Never mind the fact that he single-handedly bankrupted FX brokers and possibly thousands of retail traders. He had to make it clear that he was running the show - not Draghi. Also, it's a convenient way to give himself that 20% raise he's been hoping for.

When he was appointed chairman in April 2012, Jordan said they would defend the exchange rate "regardless of what happens on financial markets." After the successful bluff, he justified himself, "If you decide to exit such a policy, you have to take the markets by surprise."

There was one thing he wasn't bluffing about. In the December 18 statement, he said, "Without the minimum exchange rate, price stability in Switzerland would be seriously compromised."


CHF/USD

Chart: FinViz


If you are a high rolling market participant running a billion dollar fund who was on the wrong side of Thomas Jordan's bank busting bluff, take a step back, and realize that no matter how many billions of dollars you have to your name, a central banker with a million dollar salary calls the shots.

When Phil Hellmuth asked Tony G if he looked at his cards, he said no.

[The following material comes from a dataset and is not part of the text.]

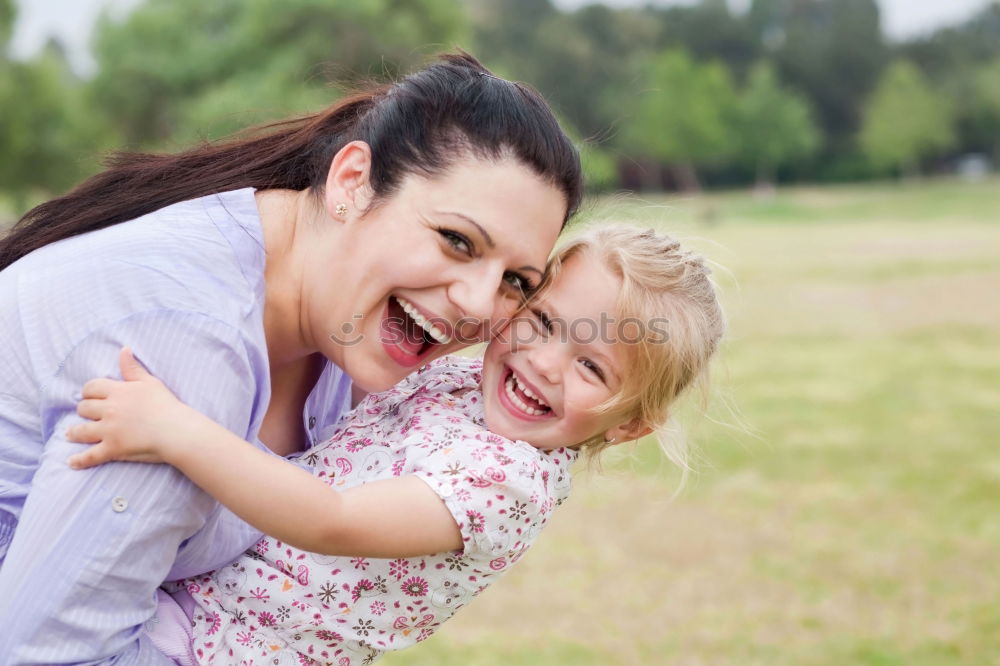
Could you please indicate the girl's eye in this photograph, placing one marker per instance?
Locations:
(457, 241)
(594, 368)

Phil went all in, and Tony G flipped over Ace King. Phil said, "Oh you lied!" to which Tony G responded, "Of course I lied! It's poker, Phil - what do you think this is?" Hellmuth lost $30,500 in one hand as a result of his trust in Tony G, who eventually told Phil he should retire.

I bet Thomas Jordan is thinking the same thing about all the macro hedge fund managers out there. And Jordan gets a 20% raise because he's paid in francs.

Of course I lied! It's central banking!